Ravenne |
« Même si vous n’avez pas
d’argent, venez acheter et consommer. Venez acheter du vin et du lait sans
argent et sans rien payer » (Is 55, 1). Voilà un slogan publicitaire
efficace : le vin et le lait gratis.
Voilà une publicité agressive, des produits d’appel convaincants, une stratégie
marketing irrésistible. L’auteur de cette formule devait être un commerçant
redoutable pour ses concurrents. Peut-être d’ailleurs que cette annonce a été
vraiment faite à l’époque d’Isaïe ; mais peut-être n’est-elle pas si
positive qu’on le juge au premier abord. Dans les périodes de crise économique,
on a vu des cours de matières premières ou de denrées s’effondrer jusqu’à
devenir nuls ; ainsi, dans l’Antiquité, le sel (Esd 7, 22), l’huile
et le vin (Ap 6, 6) ; à l’époque moderne, on se souvient du café au
Brésil en 1929. Même ceux qui n’avaient pas d’argent pouvaient alors se
procurer en abondance une victuaille devenue invendable.
La gratuité est, en
effet, une notion ambiguë. Elle peut être une aubaine et, dans notre société de
consommation, on aime bien profiter d’une promotion intéressante. On pense
avoir fait une bonne affaire et la fierté d’avoir su trouver le bon objet au prix nul renforce le plaisir d’avoir acquis l’objet. Mais la gratuité est
également perçue comme suspecte : dans une société où tout se vend, un
objet gratuit inquiète. Combien coûte ce qui est gratuit ? Ce qui est
gratuit ne s’échange pas par une transaction monétaire ; mais n’y a-t-il
pas un autre échange, non monétaire, plus aliénant ? On ne vous demande
que vos coordonnées, ou de répondre à quelques questions ; on vous donne
une publicité… Il y a mille manières de rendre onéreuse une offre apparemment
gratuite et aujourd’hui on se méfie de cela – le plus souvent à juste titre.
Alors, de quoi
s’agit-il ? Stratégie commerciale forte, effondrement économique ou
pratique douteuse et liberticide ? A quoi le prophète se réfère-t-il
lorsqu’il cite ce slogan ? Il me semble que le propos d’Isaïe est de provoquer
ses contemporains (qui étaient des consommateurs et aimaient le luxe comme
aujourd’hui – ce n’était pas le même luxe qu’aujourd’hui, mais l’attachement
était profondément semblable). Il veut les provoquer par une formule choquante qui les met en face d’une réalité
impossible : la vraie gratuité ne peut exister dans les relations économiques.

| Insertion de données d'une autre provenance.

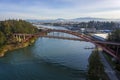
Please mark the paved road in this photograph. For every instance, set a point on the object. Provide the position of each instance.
(108, 69)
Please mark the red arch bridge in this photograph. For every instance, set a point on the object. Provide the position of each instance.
(103, 44)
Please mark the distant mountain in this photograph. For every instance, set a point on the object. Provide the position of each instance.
(82, 19)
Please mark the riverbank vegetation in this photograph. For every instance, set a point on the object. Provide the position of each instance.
(9, 27)
(114, 37)
(96, 68)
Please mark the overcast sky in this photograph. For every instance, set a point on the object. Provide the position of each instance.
(51, 9)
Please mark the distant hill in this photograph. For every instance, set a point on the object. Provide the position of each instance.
(82, 19)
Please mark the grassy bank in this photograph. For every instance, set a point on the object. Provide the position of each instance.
(15, 45)
(96, 68)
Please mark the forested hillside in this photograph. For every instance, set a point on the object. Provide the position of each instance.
(8, 27)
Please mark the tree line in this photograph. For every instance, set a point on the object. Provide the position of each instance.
(8, 27)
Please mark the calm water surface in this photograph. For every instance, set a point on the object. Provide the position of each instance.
(47, 59)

S’il y a une apparence de gratuité, c’est qu’il y a piège, ou échec, ou ruine.
Mais, en revanche, les contemporains d’Isaïe (et nous-mêmes avec eux, sans
doute) avons oublié que ce qui n’est pas gratuit ne vaut pas ce qui est gratuit.
Notre vie n’est pas déterminé par ce que nous achetons et vendons, mais bien
par ce qu’on donne et ce qu’on reçoit.
Nos
pensées humaines sont toujours tracassées par l’argent : combien ça
coûte ? combien ça rapporte ? Et finalement, dans un monde qui est
préoccupé par l’argent, nous devenons incapables d’imaginer quelque chose qui
serait gratuit, vraiment gratuit. Pourtant, les choses gratuites sont bien les
plus importantes : l’amitié est gratuite, le bonheur est gratuit, la
fidélité est gratuite. Et puis, pour les chrétiens, les réalités les plus
essentielles également, dans nos relations avec Dieu, se situent tout entières
dans le registre de la gratuité : la foi est gratuite ; l’amour est
gratuit ; la Parole de Dieu, qui vient du ciel comme la rosée, est
gratuite ; la grâce de Dieu est gratuite, par définition. Avec Dieu, nous
ne pouvons pas marchander, nous ne pouvons pas négocier une ristourne ou un
rabais. Dieu nous a tout donné, et il nous a tout donné gratuitement. Et cette
gratuité devient la norme absolue des relations chrétiennes.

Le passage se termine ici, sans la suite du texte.